The Welsh Manuscripts Society, also known as the Society for the Publication of Ancient Welsh Manuscripts, was an organisation formed in Abergavenny, Wales, in 1837.[1]
It was led by prominent members of the clergy and other notables including Taliesin Williams. It had the purpose of collecting, studying, and, as a text publication society, of publishing manuscripts relating to the ancient poetry, prose and historiography of Britain and Wales.[2]
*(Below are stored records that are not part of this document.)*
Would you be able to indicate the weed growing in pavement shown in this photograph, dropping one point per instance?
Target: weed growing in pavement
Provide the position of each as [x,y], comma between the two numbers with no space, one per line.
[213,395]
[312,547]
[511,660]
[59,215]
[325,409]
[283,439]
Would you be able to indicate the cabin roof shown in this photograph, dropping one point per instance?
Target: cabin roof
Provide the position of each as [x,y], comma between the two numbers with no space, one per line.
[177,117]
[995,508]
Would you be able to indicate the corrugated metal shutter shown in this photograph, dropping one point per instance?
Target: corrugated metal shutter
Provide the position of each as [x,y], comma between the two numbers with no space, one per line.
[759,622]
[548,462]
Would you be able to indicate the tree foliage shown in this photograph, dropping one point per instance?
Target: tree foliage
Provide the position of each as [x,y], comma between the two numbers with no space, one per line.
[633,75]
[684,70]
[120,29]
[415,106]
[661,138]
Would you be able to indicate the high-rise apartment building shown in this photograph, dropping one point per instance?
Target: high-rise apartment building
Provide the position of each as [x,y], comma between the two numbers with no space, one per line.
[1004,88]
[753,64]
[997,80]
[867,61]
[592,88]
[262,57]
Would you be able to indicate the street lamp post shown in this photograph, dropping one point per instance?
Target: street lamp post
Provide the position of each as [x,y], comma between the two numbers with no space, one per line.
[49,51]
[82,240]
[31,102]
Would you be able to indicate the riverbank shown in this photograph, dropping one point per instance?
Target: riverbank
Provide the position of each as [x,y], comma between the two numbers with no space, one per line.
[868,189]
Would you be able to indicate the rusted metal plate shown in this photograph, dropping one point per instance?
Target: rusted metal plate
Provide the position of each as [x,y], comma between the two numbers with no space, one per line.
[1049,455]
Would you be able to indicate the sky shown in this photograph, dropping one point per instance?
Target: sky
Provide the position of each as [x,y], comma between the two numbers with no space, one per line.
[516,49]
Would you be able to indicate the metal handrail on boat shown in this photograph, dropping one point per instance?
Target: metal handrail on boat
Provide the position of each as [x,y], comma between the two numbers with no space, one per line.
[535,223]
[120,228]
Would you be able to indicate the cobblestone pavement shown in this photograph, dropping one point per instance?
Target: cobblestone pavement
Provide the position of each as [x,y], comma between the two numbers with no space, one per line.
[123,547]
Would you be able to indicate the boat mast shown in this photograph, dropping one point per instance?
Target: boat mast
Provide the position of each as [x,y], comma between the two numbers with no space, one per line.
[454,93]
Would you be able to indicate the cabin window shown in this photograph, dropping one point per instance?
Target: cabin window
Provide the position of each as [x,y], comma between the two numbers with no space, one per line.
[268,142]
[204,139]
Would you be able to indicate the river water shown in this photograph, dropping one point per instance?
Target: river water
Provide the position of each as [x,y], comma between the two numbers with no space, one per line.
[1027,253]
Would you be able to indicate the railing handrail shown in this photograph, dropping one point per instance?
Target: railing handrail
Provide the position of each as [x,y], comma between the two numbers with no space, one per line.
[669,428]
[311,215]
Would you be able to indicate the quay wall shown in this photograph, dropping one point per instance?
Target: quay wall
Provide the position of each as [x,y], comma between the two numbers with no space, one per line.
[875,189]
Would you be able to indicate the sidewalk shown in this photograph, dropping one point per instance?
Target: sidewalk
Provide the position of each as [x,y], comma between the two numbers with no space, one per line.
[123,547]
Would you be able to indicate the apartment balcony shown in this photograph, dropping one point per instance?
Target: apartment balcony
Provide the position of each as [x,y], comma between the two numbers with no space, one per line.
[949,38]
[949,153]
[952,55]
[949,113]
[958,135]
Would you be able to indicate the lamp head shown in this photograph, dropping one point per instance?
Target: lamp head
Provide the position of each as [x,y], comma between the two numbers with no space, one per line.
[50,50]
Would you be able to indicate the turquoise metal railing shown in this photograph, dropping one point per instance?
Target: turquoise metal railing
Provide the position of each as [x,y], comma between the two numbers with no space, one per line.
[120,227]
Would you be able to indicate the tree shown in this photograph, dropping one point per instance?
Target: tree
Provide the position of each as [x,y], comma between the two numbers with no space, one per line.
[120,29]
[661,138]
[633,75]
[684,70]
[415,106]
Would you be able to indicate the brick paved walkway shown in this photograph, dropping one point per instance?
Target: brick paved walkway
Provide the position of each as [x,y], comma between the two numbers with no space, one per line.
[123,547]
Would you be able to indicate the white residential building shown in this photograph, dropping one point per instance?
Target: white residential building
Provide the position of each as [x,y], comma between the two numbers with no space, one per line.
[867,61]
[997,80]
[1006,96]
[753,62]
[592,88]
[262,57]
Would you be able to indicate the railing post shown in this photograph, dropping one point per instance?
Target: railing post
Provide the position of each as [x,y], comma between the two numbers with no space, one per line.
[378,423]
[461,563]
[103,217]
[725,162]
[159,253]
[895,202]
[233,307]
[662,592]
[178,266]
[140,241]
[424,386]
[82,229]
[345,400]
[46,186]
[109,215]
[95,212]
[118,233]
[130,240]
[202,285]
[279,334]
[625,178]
In 1856 the society published a Welsh language grammar said to have been written by Davod Aur Edeyrn.[3] Its final publication was Barddas; or, a collection of original documents, illustrative of the theology, wisdom and usages of the Bardo-Druidic system of the isle of Britain, edited and translated by Rev. John Williams (Ab Ithel). The first volume appeared in 1862; and the second volume, in an incomplete form, in 1874.
References
- ↑ Meic Stephens (23 September 1998). The New Companion to the Literature of Wales. University of Wales Press. ISBN 978-0-7083-1383-1. Retrieved 24 October 2012.
- ↑ Dillwyn Miles (1992). The Secret of the Bards of the Isle of Britain. Gwasg Dinefwr Press. ISBN 978-0-9519926-0-9. Retrieved 24 October 2012.
- ↑ This article incorporates text from a publication now in the public domain: "Edeyrn, Davod Aur". Dictionary of National Biography. London: Smith, Elder & Co. 1885–1900.